The way New York Giants wide receiver David Tyree saw it, dropping two balls added up to a “failed practice” for a player good enough to make it to the NFL. In the practice session leading up to Super Bowl XLII against the New England Patriots, Tyree dropped five.
That’s bad news coming on the eve of a Super Bowl, but Tyree’s teammate and quarterback, Eli Manning, turned what Tyree believed to be “the worst practice of his life” into a leadership lesson. Recalled Tyree, “Sometimes you have a bad day, and if we don’t take time to breathe life back into the person having that bad day, we might lose the inextricable value they contribute. After practice that day, Eli approached me and said, ‘I know you’ll be ready.’”
Tyree says Manning’s leadership in that moment allowed him to “reset” his clock and, a mere 24 hours later, reconnect with Manning for what has become one of the greatest plays in Super Bowl history. Trailing 14–10 with 2:42 remaining and the game in the balance, the Giants faced a crucial third-and-5 at the Giants’ own 44-yard line. Avoiding several close sack attempts, Manning connected with Tyree who pinned the ball to his helmet as he fell to the ground, completing the pass and keeping the drive alive and ultimately allowing the Giants to score and win the game 17–14.
Tyree’s “helmet catch” immediately went down as one of the iconic moments in Super Bowl lore—and it likely wouldn’t have happened had Manning and Tyree not “connected” earlier as colleagues and teammates.
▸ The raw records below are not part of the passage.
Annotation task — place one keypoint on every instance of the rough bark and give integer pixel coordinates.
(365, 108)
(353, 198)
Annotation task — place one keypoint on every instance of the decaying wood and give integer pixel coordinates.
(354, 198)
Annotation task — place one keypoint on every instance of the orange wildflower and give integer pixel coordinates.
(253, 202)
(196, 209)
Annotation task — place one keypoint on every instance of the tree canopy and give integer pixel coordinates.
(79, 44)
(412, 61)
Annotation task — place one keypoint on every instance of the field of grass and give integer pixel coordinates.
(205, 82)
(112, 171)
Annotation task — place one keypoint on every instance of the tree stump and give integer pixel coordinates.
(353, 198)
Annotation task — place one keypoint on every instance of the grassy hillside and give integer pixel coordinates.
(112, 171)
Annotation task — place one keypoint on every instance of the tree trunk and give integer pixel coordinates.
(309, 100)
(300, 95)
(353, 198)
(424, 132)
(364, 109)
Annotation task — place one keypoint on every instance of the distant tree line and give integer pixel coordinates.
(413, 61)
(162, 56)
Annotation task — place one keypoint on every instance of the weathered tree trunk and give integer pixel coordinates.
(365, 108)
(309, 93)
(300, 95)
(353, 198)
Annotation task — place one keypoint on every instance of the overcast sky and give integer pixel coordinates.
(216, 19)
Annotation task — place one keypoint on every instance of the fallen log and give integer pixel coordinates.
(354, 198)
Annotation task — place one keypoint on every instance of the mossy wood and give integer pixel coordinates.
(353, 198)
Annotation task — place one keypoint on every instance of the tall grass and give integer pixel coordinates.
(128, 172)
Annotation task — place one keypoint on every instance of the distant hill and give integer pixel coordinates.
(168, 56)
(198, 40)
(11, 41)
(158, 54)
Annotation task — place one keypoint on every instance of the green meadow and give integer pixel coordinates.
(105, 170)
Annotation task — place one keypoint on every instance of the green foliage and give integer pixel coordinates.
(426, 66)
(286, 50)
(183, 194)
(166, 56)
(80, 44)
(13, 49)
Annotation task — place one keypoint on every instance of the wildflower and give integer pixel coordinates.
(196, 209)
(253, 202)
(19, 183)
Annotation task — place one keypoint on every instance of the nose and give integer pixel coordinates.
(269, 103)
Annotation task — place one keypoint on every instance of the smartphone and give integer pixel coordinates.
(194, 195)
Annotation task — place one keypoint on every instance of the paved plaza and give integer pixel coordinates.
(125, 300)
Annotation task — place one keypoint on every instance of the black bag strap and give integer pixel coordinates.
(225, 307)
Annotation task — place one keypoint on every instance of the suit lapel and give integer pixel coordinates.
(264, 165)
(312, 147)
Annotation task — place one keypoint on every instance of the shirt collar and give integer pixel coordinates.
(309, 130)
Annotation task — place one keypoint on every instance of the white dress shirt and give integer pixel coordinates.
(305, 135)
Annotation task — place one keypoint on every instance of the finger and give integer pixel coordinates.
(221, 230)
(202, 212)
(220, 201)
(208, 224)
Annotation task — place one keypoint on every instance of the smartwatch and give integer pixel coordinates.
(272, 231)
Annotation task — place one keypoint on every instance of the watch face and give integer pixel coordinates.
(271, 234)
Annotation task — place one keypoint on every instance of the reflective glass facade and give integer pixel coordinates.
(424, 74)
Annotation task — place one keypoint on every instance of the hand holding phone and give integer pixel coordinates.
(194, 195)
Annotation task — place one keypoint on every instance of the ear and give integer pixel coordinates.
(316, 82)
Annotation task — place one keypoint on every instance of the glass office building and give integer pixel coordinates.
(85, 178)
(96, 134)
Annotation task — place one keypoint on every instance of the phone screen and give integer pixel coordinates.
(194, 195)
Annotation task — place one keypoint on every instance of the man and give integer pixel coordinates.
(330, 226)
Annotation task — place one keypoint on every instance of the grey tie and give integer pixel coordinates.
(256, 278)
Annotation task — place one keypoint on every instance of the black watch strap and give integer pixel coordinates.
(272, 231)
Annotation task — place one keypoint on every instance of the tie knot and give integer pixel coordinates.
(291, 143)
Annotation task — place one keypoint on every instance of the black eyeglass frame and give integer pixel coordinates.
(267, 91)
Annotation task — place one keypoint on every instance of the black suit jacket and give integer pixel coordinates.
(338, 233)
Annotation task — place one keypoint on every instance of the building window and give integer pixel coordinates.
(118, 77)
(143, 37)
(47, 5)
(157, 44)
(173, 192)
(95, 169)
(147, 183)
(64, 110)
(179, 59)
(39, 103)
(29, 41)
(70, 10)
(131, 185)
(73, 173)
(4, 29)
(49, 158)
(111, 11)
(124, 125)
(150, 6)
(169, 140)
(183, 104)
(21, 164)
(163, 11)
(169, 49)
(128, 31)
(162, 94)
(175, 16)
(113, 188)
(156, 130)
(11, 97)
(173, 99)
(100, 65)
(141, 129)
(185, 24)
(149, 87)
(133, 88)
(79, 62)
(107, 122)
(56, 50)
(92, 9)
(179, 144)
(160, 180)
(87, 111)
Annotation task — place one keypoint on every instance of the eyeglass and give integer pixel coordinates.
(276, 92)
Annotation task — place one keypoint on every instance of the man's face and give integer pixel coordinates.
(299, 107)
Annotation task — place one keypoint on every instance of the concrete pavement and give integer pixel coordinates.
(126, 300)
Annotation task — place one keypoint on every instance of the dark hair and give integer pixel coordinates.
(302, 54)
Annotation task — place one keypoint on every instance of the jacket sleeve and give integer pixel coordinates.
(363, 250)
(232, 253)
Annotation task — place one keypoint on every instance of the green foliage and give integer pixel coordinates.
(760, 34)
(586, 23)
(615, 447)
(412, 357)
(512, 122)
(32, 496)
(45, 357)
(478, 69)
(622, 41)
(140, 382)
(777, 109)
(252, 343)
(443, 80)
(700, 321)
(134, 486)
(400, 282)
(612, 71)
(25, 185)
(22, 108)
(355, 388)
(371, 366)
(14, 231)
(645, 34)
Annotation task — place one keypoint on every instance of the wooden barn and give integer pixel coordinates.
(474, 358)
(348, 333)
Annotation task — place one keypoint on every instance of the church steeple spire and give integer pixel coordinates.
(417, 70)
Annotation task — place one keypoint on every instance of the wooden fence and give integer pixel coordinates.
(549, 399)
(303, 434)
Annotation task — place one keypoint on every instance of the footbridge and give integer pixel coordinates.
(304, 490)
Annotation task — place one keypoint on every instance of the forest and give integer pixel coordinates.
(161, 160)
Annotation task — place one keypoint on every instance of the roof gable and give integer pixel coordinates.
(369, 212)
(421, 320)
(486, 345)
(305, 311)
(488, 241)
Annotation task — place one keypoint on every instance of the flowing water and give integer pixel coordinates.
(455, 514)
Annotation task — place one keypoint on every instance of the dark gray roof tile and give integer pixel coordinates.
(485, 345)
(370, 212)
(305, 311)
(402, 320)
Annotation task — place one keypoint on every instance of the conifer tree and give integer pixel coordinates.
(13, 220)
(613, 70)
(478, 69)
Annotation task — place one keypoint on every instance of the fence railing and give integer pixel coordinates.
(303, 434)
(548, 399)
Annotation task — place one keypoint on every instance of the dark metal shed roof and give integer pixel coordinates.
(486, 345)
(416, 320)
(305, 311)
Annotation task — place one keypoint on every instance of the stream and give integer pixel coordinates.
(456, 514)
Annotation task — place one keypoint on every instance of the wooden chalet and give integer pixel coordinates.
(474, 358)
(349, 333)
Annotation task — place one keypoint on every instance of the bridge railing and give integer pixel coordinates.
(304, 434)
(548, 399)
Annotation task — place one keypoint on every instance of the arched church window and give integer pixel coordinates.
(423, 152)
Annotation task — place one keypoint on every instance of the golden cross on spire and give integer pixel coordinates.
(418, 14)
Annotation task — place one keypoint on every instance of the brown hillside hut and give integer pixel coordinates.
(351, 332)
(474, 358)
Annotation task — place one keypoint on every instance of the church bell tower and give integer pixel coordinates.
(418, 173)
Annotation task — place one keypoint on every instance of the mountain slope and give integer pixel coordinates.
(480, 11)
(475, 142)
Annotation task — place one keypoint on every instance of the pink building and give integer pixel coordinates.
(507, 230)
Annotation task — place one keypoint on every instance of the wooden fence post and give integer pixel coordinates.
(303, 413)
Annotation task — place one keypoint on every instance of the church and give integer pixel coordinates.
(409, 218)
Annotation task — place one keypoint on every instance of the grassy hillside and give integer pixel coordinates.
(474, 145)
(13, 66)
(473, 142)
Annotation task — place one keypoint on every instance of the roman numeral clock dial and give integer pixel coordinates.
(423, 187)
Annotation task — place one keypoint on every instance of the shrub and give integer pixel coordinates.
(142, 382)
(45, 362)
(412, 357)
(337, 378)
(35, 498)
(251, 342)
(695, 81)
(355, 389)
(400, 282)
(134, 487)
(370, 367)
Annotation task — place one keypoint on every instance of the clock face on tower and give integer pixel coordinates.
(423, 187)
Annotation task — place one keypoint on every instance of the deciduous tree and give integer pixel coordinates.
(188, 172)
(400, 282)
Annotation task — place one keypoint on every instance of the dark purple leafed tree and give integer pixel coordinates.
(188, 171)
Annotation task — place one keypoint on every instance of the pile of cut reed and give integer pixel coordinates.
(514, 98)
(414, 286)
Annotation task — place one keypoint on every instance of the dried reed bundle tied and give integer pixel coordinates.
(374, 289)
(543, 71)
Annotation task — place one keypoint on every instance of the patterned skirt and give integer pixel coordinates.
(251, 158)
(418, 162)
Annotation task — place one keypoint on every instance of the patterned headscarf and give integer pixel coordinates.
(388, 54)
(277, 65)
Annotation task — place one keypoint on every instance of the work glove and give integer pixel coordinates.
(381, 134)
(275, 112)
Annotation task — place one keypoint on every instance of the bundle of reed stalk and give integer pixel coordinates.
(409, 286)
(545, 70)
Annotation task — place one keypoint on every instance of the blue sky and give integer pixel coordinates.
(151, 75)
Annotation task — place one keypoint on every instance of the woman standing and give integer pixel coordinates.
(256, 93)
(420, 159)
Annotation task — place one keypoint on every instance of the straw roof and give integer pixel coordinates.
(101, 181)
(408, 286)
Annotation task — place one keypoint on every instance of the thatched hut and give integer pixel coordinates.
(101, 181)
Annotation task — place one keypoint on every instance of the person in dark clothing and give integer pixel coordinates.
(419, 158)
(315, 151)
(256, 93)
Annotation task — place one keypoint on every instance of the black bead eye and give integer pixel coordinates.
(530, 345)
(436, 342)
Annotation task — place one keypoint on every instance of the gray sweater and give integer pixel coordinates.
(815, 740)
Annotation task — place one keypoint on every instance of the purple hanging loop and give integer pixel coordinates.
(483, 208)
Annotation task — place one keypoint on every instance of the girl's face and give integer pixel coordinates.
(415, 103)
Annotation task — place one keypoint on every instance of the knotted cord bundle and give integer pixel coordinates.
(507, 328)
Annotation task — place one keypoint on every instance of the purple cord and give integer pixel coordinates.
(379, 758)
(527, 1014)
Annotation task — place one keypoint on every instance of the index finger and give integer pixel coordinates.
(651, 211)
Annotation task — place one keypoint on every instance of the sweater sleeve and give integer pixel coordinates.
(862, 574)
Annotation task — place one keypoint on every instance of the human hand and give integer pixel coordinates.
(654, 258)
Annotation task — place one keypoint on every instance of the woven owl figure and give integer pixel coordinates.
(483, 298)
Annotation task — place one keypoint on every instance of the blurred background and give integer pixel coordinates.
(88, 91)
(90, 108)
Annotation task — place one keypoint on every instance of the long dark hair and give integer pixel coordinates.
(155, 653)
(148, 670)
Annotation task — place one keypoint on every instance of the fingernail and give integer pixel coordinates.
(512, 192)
Great athletic feats such as this are what Super Bowls are made of, but behind such feats are unseen examples of leadership that create the conditions for them to happen. In this podcast, Tyree, the owner of DT3 Enterprises, shares the leadership tips he developed both in professional sports and as a leadership development coach.
• Using transparency as the “draw bridge” to trust and transformation.
• Keeping the focus on what unites us by understanding your teammates.
• Building “an endurance mindset” within your team through continuous learning.
That moment in the Super Bowl wasn’t just Tyree’s moment. Manning had worked through his own struggles to arrive there as well. “But I think we had this chemistry because there was trust,” said Tyree. “And that was the beautiful nature of our relationship that really doesn’t get talked about. He let me know he knew I’d be ready. So we got it done.”